Weaknesses: The main distinction of this approach over previous results is the prediction/value function is learned as well as the policy update. The input to LPG is a 5-dim vector (r, terminal, gamma, y(s_t), y(s_t+1)) where the predictions y are reduced to a scalar. My main concern is that the information provided to LPG implicitly forces the prediction to be roughly the value function. Or, in other words, its unclear that LPG might predict anything very different than a function of future rewards. This makes me feel like the main result of the paper is closer to re-discovering RL algorithms rather than discovering new approaches, and the claim that the RL algorithm learns its own prediction is over-stated. The results with LPG-V possibly suggest otherwise but there was a lot of design choices made (regularizers, architecture, hyper-parameter tuning, etc) and unless LPG-V was as carefully optimized, it's not surprising that arbitrarily plugging in a VF learning rule would perform worse.

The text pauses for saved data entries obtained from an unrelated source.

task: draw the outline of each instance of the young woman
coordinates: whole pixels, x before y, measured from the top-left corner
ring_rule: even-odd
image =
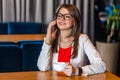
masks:
[[[81,16],[76,6],[63,4],[57,9],[49,23],[37,66],[40,71],[52,69],[67,76],[105,72],[100,54],[88,36],[81,33]]]

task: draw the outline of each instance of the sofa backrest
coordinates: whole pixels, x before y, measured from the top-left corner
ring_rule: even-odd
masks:
[[[23,51],[22,71],[38,71],[37,60],[40,55],[43,42],[22,43],[20,48]]]
[[[0,45],[0,72],[22,71],[22,50],[18,45]]]
[[[7,23],[0,23],[0,34],[8,34]]]
[[[33,22],[9,22],[8,34],[40,34],[42,25]]]

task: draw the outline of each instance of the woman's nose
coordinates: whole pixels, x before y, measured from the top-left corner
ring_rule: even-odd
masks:
[[[65,20],[65,16],[62,16],[62,17],[61,17],[61,20]]]

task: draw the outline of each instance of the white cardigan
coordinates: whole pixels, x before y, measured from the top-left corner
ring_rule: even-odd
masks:
[[[49,49],[51,46],[43,43],[40,56],[38,58],[37,66],[41,71],[47,71],[50,69]],[[58,53],[53,54],[52,69],[54,70],[54,63],[57,63]],[[87,64],[89,60],[90,64]],[[90,41],[87,35],[81,34],[79,37],[78,56],[74,59],[70,59],[70,64],[74,67],[81,67],[86,73],[85,75],[91,75],[96,73],[102,73],[106,70],[106,65],[102,61],[100,54]]]

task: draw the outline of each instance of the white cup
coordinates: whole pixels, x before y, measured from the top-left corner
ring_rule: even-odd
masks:
[[[66,63],[64,63],[64,62],[53,63],[53,70],[62,71],[64,69],[65,65],[66,65]]]

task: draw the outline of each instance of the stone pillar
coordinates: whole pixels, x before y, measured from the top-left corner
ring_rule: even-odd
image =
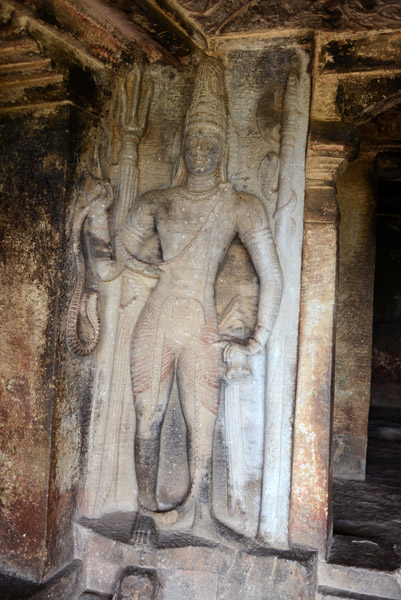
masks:
[[[347,168],[341,144],[312,142],[306,167],[298,380],[290,539],[326,551],[330,534],[330,434],[338,207],[335,182]]]
[[[63,75],[38,44],[17,33],[1,42],[0,73],[0,570],[25,593],[73,553],[85,416],[81,377],[70,370],[64,385],[62,323],[74,272],[66,223],[69,176],[91,119],[68,100]]]
[[[46,560],[69,112],[0,116],[1,554],[7,569],[35,580]]]
[[[375,156],[339,181],[339,282],[333,412],[333,474],[364,479],[372,361]]]

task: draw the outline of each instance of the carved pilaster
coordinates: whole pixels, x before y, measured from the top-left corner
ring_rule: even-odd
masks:
[[[306,223],[337,223],[336,182],[348,168],[345,146],[311,142],[306,163]]]
[[[345,144],[311,141],[306,164],[291,541],[324,554],[330,533],[330,436],[337,287],[336,181]]]

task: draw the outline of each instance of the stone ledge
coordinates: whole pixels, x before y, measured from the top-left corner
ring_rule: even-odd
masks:
[[[74,534],[76,558],[83,561],[81,589],[87,592],[111,597],[124,568],[136,566],[157,571],[160,600],[217,600],[223,596],[257,600],[266,589],[269,600],[313,597],[312,555],[291,559],[272,555],[271,550],[258,555],[222,545],[138,547],[103,537],[81,525],[75,525]]]
[[[372,600],[400,600],[400,573],[383,573],[375,569],[358,569],[319,562],[317,567],[318,591],[344,597],[369,597]],[[358,594],[356,596],[355,594]],[[324,596],[323,596],[324,597]]]

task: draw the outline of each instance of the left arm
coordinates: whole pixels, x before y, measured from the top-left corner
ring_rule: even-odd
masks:
[[[280,308],[283,277],[265,207],[256,196],[240,193],[237,205],[237,231],[249,252],[259,278],[256,326],[252,336],[240,344],[229,344],[224,352],[227,360],[234,352],[256,354],[263,350]]]

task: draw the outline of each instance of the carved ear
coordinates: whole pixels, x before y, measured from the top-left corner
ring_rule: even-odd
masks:
[[[174,163],[173,176],[171,178],[171,187],[182,185],[185,182],[186,178],[187,167],[185,166],[185,161],[181,153]]]
[[[173,173],[171,176],[171,187],[176,187],[184,183],[187,176],[187,168],[183,159],[184,150],[184,129],[185,117],[181,119],[173,137],[171,147],[171,158],[174,161]]]
[[[239,133],[234,119],[230,114],[230,105],[228,105],[228,116],[227,116],[227,152],[226,156],[222,157],[222,162],[225,164],[224,180],[231,181],[232,176],[236,173],[238,164],[238,152],[239,152]]]

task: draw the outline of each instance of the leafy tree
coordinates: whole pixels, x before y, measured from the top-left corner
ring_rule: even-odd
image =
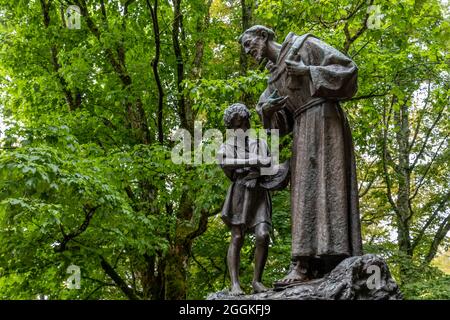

Correctness: The empirical methodology appears to be correct and useful analysis is provided. Each aspect of the approach seems well-motivated or studied with ablation.
Clarity: The paper is well-written, the approach is clear, and presentation quality is high (figures and paper organization).
Relation to Prior Work: There is a clear distinction from previous results and the approach feels like part of a clear progression in this research area.
Reproducibility: Yes
Additional Feedback: An interesting analysis would be to show the prediction output of LPG is sufficiently different from the Bellman equation. Additional Questions: Is passing gamma to the LPG necessary since the meta-objective G includes it already? Does LPG still learn well if the input to the LPG is augmented with additional information, such as a condensed representation of the state?